One, after finishing the game, is free to argue that whatever we are able to know matters little to what has actually happened, and so, our actions do not affect the progression of the plot whatsoever. If the “plot” of Tacoma is defined as what the crew has done before Amy comes, this view would of course be reasonable. Another parallel perspective, however, might be born out of projecting our own feelings and opinions about the knowledge we receive on to the Amy, something we are prone to do as first-person simulation game players. If we then take the entirety of Amy’s experiences onboard the station — including whatever emotion and judgement we would give to our respective “Amy’s” — as part of the plot, then what we (and consequently, she) have experienced shall have a major effect on the progression of the narration. A more direct way to envision this is to imagine the game as a play, with lines of “Amy saw…”, “Amy thought …”, “Amy believed that …” being generously added into its script. Should we adopt this view, then, the game would definitely exhibit elements of the enacted narrative.

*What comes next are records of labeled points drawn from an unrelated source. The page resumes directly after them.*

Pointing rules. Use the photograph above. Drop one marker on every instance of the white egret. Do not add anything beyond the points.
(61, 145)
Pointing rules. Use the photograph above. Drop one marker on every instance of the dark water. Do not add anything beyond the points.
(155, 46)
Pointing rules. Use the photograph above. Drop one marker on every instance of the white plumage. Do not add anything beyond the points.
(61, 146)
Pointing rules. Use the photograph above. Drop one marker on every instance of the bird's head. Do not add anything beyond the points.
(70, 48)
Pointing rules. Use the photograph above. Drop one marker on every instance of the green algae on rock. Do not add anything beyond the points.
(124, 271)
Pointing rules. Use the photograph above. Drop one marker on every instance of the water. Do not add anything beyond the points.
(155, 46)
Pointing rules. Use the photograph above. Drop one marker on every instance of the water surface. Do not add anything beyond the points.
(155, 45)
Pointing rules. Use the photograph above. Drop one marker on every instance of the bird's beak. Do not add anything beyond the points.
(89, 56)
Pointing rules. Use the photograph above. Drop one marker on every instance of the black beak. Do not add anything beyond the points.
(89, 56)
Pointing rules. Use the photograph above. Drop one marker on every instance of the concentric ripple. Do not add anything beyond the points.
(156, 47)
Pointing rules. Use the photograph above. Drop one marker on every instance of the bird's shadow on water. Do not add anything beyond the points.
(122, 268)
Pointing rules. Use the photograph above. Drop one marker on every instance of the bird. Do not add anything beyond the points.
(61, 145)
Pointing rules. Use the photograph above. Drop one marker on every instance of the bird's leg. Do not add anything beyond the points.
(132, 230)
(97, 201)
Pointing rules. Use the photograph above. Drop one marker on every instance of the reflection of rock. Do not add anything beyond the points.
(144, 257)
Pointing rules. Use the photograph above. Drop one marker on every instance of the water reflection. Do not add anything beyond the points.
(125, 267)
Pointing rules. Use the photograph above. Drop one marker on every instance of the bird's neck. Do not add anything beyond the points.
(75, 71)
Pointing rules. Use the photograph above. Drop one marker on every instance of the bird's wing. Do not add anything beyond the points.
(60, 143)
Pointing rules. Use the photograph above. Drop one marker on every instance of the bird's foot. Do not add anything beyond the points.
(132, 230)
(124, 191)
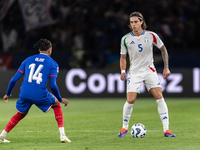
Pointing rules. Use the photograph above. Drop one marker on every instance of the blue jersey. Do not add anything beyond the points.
(37, 69)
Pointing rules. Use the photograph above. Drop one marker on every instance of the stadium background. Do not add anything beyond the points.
(86, 38)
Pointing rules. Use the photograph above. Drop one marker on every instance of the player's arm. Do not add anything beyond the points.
(123, 66)
(11, 85)
(165, 58)
(55, 90)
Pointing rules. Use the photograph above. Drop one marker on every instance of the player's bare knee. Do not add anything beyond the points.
(23, 114)
(56, 103)
(130, 101)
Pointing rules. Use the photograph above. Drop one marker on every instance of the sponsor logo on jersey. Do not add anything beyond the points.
(146, 39)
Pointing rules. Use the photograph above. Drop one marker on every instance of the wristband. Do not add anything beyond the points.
(123, 71)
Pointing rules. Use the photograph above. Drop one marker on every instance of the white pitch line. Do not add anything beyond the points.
(94, 131)
(104, 131)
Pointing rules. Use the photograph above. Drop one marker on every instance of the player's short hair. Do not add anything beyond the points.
(140, 17)
(43, 44)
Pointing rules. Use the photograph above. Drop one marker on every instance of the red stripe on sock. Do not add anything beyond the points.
(58, 115)
(13, 122)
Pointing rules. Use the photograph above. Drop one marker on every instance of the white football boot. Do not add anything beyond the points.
(64, 139)
(3, 140)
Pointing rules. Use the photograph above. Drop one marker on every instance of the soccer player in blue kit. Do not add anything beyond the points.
(37, 69)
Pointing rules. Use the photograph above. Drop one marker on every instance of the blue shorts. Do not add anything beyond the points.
(24, 104)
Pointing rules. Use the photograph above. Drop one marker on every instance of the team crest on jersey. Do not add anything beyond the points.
(146, 39)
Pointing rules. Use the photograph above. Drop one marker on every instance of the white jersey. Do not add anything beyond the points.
(140, 49)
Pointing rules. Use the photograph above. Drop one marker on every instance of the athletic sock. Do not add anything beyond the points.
(13, 122)
(3, 133)
(58, 115)
(163, 112)
(127, 111)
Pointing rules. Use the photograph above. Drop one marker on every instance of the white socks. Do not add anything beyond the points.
(163, 112)
(62, 130)
(127, 111)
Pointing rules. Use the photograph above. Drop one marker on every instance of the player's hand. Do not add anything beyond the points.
(122, 77)
(166, 73)
(5, 98)
(64, 101)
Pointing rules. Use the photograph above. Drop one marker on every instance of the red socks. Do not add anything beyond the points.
(13, 122)
(58, 115)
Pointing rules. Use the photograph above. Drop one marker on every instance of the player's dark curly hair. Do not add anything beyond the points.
(43, 44)
(140, 17)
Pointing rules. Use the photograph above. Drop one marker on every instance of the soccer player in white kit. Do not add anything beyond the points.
(139, 45)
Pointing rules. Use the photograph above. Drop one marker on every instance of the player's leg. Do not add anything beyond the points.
(127, 111)
(22, 108)
(10, 125)
(133, 87)
(162, 110)
(59, 118)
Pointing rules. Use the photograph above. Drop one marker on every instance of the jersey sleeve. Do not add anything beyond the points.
(54, 70)
(22, 67)
(14, 79)
(156, 40)
(123, 49)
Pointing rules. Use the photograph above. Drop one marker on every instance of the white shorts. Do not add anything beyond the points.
(149, 77)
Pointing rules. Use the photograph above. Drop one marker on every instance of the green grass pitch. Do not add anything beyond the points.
(93, 124)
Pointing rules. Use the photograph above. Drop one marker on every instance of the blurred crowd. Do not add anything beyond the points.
(88, 28)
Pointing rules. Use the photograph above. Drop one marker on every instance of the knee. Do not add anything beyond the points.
(158, 96)
(130, 100)
(23, 115)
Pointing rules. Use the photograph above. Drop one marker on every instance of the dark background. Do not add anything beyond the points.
(86, 33)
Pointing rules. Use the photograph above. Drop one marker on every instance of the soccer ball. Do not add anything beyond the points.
(138, 130)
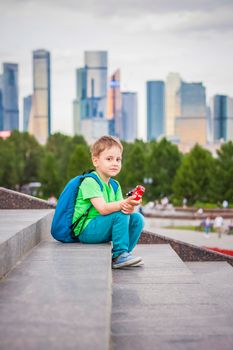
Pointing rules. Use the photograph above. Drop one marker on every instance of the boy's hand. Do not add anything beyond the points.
(128, 205)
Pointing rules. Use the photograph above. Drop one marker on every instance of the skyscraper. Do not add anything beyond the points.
(9, 88)
(1, 104)
(40, 119)
(222, 117)
(129, 116)
(27, 109)
(115, 105)
(91, 94)
(191, 121)
(173, 83)
(155, 109)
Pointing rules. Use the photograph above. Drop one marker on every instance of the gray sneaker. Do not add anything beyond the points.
(125, 259)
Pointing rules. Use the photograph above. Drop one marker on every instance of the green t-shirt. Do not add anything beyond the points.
(90, 188)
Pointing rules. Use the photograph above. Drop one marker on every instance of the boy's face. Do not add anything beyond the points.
(108, 163)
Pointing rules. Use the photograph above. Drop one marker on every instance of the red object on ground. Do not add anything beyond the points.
(138, 191)
(220, 250)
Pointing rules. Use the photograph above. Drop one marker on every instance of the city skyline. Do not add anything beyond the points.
(145, 41)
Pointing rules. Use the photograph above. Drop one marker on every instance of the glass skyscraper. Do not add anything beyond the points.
(115, 105)
(191, 119)
(155, 109)
(9, 119)
(27, 109)
(40, 119)
(222, 117)
(91, 91)
(173, 83)
(129, 116)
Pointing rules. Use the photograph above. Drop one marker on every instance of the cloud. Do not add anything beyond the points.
(128, 7)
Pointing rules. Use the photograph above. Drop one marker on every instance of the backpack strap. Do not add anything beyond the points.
(114, 185)
(95, 177)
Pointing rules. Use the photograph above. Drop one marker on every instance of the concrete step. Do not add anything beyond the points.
(164, 306)
(217, 280)
(20, 231)
(58, 297)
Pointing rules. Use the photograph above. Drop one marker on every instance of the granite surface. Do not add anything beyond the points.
(15, 200)
(186, 251)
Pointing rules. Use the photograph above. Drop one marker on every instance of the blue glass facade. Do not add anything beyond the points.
(27, 106)
(10, 120)
(220, 117)
(192, 100)
(129, 116)
(91, 89)
(40, 119)
(155, 109)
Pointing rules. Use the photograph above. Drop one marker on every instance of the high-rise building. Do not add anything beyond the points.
(115, 105)
(155, 109)
(1, 104)
(173, 83)
(9, 96)
(222, 117)
(129, 116)
(91, 94)
(40, 119)
(27, 109)
(191, 122)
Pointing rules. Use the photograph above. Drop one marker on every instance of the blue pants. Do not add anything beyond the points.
(123, 230)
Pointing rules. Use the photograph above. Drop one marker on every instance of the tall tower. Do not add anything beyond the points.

While the above two modes of narrative can be attributed to Tacomain a quite straightforward manner, the final one, the evoked narrative, poses a challenge. In the way Jenkins’ defines it, an evoked narrative must “draw upon our previously existing narrative competencies” (6). Straightly put, for such a narrative to be active in a videogame, we as players have to be exposed beforehand to the world the videogame is trying to create. In his example of the Star Warsgame, he pinpoints the player base as those who “already know the story” (6). At first glance, this seems to be out of the question with Tacoma: the game is not reproduced before in any way, shape, or form, nor is it directly drawing from other works; a real-life experience is even more absurd — I doubt if any portion of the player base has the experience of floating in a space station, being bossed around by an AI, in the year 2088.


But does this necessarily mean that Tacomais conceptually incompatible with the evoked narrative? Can we actually create a videogame — or anything else — that we are completely unfamiliar with? I would rather argue here that all of us are familiar with Tacoma: perhaps not in the aspect of space life and technology, but in the heavily pressured atmosphere of the crew’s working environment, in their futile attempts to bargain with a monstrosity of capitalism that both fully controls them, knows them, and treats them as immediately-replaceable tools, and in their desire to find their places in that twisted society.


Using Jenkins’ spatial view of games, Tacomais packed with those themes, be it in the crew’s experiences in their work, in their horrific lack of privacy, or even in the company’s attitude towards Amy. With all the science aside, the game is playing out the outcome of capitalism to its extremes, and that, I bet, is something most of us have feared.


So what does that say to the term “evoked” narrative? Simply put, it needs clarification. The environment in which it functions, a “familiar world” (12), needs a definition. What does that mean? Does that have to be a fictitious one we have experienced through books or movies? Or should that be limited to the world we players already live in? Won’t our identification with some of the themes a game covers be sufficient? And therein comes the expansion of the idea of “evoked” narrative, a possibility Tacoma more than hints at.